Whisper defends itself (again).

 

Taylor Hatmaker

Tech

Posted on Oct 24, 2014   Updated on May 30, 2021, 8:24 am CDT

Anonymous social messaging app Whisper has responded again to defend its practices after the Guardian published a damning report of the app’s privacy policies last week. The direct response to 10 questions directly posed by the Guardian went live on Friday night (a notoriously good time to quietly post bad news) as a PDF document rather than an official update on the company’s blog. Whisper’s editorial side previously published point-by-point responses to the Guardian’s allegations in a statement last week.

The statement, titled “Setting The Record Straight,” comes from Whisper cofounder and CEO Michael Heyward, who appears to have no intention of backing down in defense of his popular anonymous platform. Heyward asserts that the Guardian‘s controversial reporting, sourced from meetings about a potential editorial partnership between Whisper and the British newspaper, remains “highly misleading or just plain wrong,” a result of “technology-related inferences based on discussions with non-technical people.” He also mentioned that none of the Whisper staff knew they were on record. 

In the statement, Heyward condemns the very public reaction of his team’s editorial lead, former Gawker staffer Neetzan Zimmerman. “Neetzan’s reaction to the Guardian’s allegations has taken away from the substance of the issue, which is that much of the Guardian’s reporting on this issue has been highly misleading or just plain wrong,” Heyward writes. Zimmerman published a flurry of rapid-fire tweets aggressively denying the allegations after the Guardian‘s first story.

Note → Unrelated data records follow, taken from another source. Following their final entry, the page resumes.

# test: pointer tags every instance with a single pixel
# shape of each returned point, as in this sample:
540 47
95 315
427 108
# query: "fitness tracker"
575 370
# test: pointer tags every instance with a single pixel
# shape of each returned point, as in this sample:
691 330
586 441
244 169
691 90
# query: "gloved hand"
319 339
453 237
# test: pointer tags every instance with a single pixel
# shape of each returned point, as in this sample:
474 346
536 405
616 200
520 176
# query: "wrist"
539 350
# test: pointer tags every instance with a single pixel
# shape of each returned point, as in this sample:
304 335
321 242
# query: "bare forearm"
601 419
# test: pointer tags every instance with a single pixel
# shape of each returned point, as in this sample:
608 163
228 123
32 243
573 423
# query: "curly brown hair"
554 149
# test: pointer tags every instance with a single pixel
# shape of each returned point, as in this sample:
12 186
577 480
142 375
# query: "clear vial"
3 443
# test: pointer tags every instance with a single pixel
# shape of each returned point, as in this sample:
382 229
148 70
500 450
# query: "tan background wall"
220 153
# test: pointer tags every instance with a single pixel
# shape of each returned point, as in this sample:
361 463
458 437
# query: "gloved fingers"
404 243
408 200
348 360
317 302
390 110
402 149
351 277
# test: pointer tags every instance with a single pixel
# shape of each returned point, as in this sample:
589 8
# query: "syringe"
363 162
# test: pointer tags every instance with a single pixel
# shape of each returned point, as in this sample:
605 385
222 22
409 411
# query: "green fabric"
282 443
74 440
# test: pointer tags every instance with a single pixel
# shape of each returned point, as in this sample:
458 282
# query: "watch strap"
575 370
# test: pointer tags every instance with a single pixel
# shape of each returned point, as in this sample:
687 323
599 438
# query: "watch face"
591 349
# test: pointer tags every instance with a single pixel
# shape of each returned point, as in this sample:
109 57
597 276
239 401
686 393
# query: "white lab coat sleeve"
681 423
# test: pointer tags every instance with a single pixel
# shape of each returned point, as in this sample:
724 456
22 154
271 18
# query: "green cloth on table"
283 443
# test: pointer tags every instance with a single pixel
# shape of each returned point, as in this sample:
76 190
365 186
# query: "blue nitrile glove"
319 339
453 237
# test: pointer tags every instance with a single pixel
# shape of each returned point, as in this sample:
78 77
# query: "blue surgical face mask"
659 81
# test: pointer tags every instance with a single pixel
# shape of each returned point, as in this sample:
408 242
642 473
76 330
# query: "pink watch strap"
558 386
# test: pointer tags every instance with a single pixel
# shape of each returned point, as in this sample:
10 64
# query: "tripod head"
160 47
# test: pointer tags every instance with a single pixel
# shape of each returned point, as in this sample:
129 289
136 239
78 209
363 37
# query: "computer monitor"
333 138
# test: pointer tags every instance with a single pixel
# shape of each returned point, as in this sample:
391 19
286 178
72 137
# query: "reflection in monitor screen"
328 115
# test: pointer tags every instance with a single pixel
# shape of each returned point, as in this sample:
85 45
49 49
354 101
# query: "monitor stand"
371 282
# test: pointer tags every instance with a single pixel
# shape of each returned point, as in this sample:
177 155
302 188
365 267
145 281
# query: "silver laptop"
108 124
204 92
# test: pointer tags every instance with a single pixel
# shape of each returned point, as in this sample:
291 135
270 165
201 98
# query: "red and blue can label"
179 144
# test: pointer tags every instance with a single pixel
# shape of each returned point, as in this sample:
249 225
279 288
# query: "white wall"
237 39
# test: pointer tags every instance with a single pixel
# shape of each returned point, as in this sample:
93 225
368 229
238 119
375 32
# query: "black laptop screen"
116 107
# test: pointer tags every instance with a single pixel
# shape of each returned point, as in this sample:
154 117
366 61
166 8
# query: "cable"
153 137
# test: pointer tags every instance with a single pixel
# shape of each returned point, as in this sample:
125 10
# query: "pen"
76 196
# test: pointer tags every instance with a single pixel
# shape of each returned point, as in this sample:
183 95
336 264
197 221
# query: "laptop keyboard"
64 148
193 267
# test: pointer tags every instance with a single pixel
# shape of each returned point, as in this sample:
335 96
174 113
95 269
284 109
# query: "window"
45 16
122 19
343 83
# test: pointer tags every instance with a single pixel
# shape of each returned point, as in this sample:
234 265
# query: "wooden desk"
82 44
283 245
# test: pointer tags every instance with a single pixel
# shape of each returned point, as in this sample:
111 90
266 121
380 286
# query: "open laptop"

First response: The Guardian’s piece is lousy with falsehoods, and we will be debunking them all. Much more to come.

— Neetzan Zimmerman (@neetzan) October 16, 2014

Heyward goes on to dismiss ongoing claims that Whisper meaningfully tracks the location of users who actively opt out of sharing their location data to the app. He confirms that Whisper does collect IP addresses, useful for inferring a user’s location, regardless of whether a Whisper user opts in or out of location sharing. Heyward notes that IP collection is a common practice and that Whisper’s safety team uses this data in certain cases (though, notably, he confirmed that the editorial team is privy to the same IP data):

“This is confusing the practices of the safety team with the editorial team. If we receive a valid legal request, or we learn through a Whisper post of an imminent and serious threat to people’s safety, the safety team will forward the IP address (if we have it) to the appropriate legal authority. For example, if a user is soliciting minors, we will share the limited information we have with the National Center for Missing and Exploited Children.”

Whisper’s editorial team uses keywords to infer location from users who have opted out of sharing their exact geodata in addition to historical geodata “fuzzed” to 500 meters to vet Whisper accounts that do choose to share their location.

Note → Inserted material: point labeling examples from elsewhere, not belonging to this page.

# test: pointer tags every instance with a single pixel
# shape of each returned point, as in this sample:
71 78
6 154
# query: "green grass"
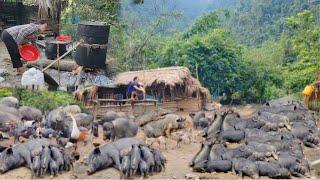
43 100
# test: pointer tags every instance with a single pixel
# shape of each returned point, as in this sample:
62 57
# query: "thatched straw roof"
170 76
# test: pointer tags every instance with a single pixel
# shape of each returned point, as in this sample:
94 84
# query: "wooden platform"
102 106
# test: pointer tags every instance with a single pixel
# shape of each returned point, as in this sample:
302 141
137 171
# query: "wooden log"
64 65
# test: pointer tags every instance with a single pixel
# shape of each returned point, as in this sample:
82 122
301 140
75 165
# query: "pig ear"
9 151
96 150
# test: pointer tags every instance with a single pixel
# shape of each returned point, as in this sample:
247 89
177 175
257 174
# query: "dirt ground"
176 167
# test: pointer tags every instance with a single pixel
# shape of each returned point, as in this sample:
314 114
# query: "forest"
245 51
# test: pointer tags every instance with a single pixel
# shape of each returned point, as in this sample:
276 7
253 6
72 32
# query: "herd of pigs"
268 143
47 139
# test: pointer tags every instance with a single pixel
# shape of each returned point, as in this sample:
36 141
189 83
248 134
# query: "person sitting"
141 94
133 88
14 37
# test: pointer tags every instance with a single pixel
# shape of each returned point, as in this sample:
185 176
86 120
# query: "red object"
29 52
64 38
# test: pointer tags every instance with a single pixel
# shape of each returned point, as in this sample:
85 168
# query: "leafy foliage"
43 100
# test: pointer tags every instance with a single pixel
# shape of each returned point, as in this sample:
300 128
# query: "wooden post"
197 71
58 55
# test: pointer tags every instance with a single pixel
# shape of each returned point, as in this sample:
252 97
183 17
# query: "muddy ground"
177 159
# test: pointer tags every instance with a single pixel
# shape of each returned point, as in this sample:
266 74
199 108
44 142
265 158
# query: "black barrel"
93 51
52 49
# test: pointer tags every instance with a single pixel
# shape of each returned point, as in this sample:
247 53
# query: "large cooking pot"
52 49
93 51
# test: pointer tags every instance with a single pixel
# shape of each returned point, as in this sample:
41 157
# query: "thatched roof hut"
170 77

Heyward did not debunk the Guardian‘s quote from a Whisper executive that one user, a “sex-obsessed” lobbyist in D.C., was “a guy that we’ll track for the rest of his life and he’ll have no idea we’ll be watching him,” instead stating that he is “deeply troubled” by the alleged quote, “which does not reflect [Whisper’s] values.” Heyward notes that members who were present during the meetings between the newspaper and the company are now on leave as the company investigates the Guardian‘s claims.

The Guardian isn’t the only one with questions. On Oct. 22, Senate Commerce Committee Chairman Jay Rockefeller wrote a letter to Heyward asking him to clarify the ongoing murky language around the app’s privacy practices. Whether the most recent answer will suffice remains to be seen.